懺悔

 


 懺悔をする。


 私はさながら「恥の多い生涯を送ってきました」とでも言いだしかねないほど後ろ向きな人種だ。

 しかもそこに加えて性格も悪いもんだから、何せ取り繕いがうまかった。
 本気で悔しいくせに悔しくないふりをして、思ってもいないことを口にして「良い人」になる。

 まぁだから、いい大人になってからボロが出た。

 そのボロに関してはもう本当に関係がないから置いておくけれど、本当に冗談抜きに私は「なんで生きているんだろう」と思っていた。
 そして今までのつけを払うようにしてボロボロになった私が、あれから大分経った今も此処にいるのは、まぁもちろん色々な幸運が重なったからなのだけれど、そのうちの一つの幸運は、どうしたって彼らが視界に飛び込んできたからだ。

 キラキラした目をして、理由もなく惹かれた。

 そしていつの間にか、彼らは私の世界の一部になった。
 一部に、してしまった、私が。

 勝手に一部にしたくせに、勝手に救ってもらったくせに、私は彼らに何も返せやしない。
 ただ、言いようのない思いに口を噤んで、そのくせ抱え込んでおくことも出来なくて、こんな、書いたってどうにもならないところで長々と意味のないことを書き連ねている。
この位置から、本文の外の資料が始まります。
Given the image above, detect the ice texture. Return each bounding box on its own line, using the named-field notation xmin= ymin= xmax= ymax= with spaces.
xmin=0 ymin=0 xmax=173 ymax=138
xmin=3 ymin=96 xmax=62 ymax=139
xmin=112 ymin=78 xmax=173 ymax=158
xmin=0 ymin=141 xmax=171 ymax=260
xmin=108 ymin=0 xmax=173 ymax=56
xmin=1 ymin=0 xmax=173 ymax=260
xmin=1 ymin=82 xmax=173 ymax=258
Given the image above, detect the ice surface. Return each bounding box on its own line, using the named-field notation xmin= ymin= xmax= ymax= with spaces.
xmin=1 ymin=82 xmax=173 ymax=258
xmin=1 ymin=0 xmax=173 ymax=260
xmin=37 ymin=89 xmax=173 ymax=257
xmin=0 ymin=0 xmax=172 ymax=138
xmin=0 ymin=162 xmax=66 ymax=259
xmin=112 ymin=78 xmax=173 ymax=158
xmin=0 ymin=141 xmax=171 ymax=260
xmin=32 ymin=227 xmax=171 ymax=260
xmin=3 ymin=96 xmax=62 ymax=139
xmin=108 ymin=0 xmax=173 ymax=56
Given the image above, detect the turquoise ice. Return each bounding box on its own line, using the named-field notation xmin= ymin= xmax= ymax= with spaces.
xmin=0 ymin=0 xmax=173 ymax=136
 彼らを擁護したい。本音だけど、それをすると外聞が悪くなるから擁護しない。
 彼らを批判しない。せめてと思って、というか私には何の被害も無いので批判することがないけれど、私一人が口を噤んだってどうにもならない。

 でも、本当は言ったっていいはずだ。
 匿名で、会ったことも無い相手で、目の前にいるわけでもないから好き勝手に中傷することが許されるなら、私だって言ったっていいはずだ。

 私は数年前、20歳になる前に飲酒しました。
 それを私に勧めた先輩は別に悪いことをしようとも思ってなかったろうし、なんなら今も酒飲むし飲ますし煽る。
 「私未成年飲酒しました捕まえてください」って警察に飛び込みたい。でもしない。そんな度胸無いから。

 だからどうってことはない。
 それはただの事実で、なんなら今も仕事の都合上「酒は控えめ、タバコはやめろ」と言った舌の根も乾かぬうちに私は夜に酒を飲む。
 でも詐欺罪じゃ捕まらないし、職場を出た後の私を誰も監視したりしないからバレたことは無い。

 なんて生きやすい世の中だろう。


 彼らは、私と同じ世界に生きていて、同じ人間であるはずなのに、なんて生き辛いのだろう。


 社会的立場、ってなんだ。それって私にはないものなのか。
 私は社会的に立場の無い人間なの。立場が無ければしてよくて、立場があるとしちゃいけないの。
 じゃあそんなもん捨ててしまえ。

 収入の問題、いや、私ならそんな生き辛い立場いくらもらったってごめんだ。

 だから、本当は止められない。彼らが自由になりたいと言ったって、私に止める権利はないはずなのに。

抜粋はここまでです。